- Born: January 10, 1995 (age 31)
- Education: Sam Houston State University
- Occupations: Author; Speaker;
- Known for: President of Girls Above Society

= Lauren Galley =

Spokesperson and author (born 1995)

Lauren Marie Galley (born January 10, 1995), is a multi-media spokesperson, author and entrepreneur.

==Print media==

In 2013, Galley published Girls Above Society: Steps To Success: An Empowerment Guide. It was released by Girls Above Society. In 2014 it was released by Cosby Media Productions in Ebook Format. In 2015, Galley published Kissing Frogs: In Search of Prince Charming, It was released by Cosby Media Productions in paperback and Ebook Format.

Galley is a regular contributor to Huffington Post.

==Television==
Galley has appeared as a guest contributor for television news shows, commenting on social issues faced by the Millennials. She has appeared and been featured for local affiliates across major networks such as Fox News and CNN commenting on social pressures tween and teen girls are facing in today's media driven society. Galley has also appeared on ABC Family's The Lying Game and CBS "Chase" TV Series.

==Spokesperson and philanthropy==
Galley was named a Game-Changer by The White House Inaugural United State of Women Summit in 2016. Galley served as an official ambassador for Secret Deodorant's Mean Stinks Campaign in 2015.

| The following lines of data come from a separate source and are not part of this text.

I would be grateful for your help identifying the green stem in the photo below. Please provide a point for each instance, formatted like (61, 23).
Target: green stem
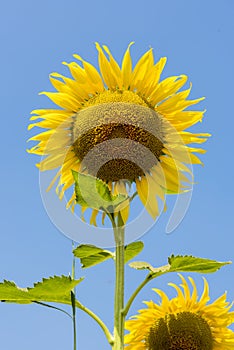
(133, 296)
(73, 301)
(98, 320)
(119, 317)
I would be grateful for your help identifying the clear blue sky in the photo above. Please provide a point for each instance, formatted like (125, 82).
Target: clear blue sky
(197, 37)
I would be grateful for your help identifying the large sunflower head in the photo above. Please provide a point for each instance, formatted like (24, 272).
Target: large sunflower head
(120, 124)
(184, 322)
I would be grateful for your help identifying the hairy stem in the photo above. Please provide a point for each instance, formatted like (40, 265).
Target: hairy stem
(133, 296)
(119, 318)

In 2014–2015, Galley became an ambassador for Secret Deodorant in conjunction with Teen Vogue Magazine, traveling throughout the U.S. delivering a peer-to-peer relatable voice to girls with a message of kindness and support, ending the girl on girl bullying in their generation. Galley created Girls Above Society], a non-profit organization dedicated to empowering girls to be confident leaders of their generation in 2010 at age fifteen. Her "GIRL TALK" program impacts girls of all economic values to achieve positive self-worth and confidence through mentorship and tools as they face tough pressures of today's media driven society. Galley's TEDx Tomball's Talk titled #TextMe The Elimination of Human Interaction gives relevant insight on how technology is affecting face-to-face communication within the Millennial Generation. In October 2015, Galley was a speaker at the iMatter Conference, an event hosted by the Simi Valley chapter of Soroptimists International.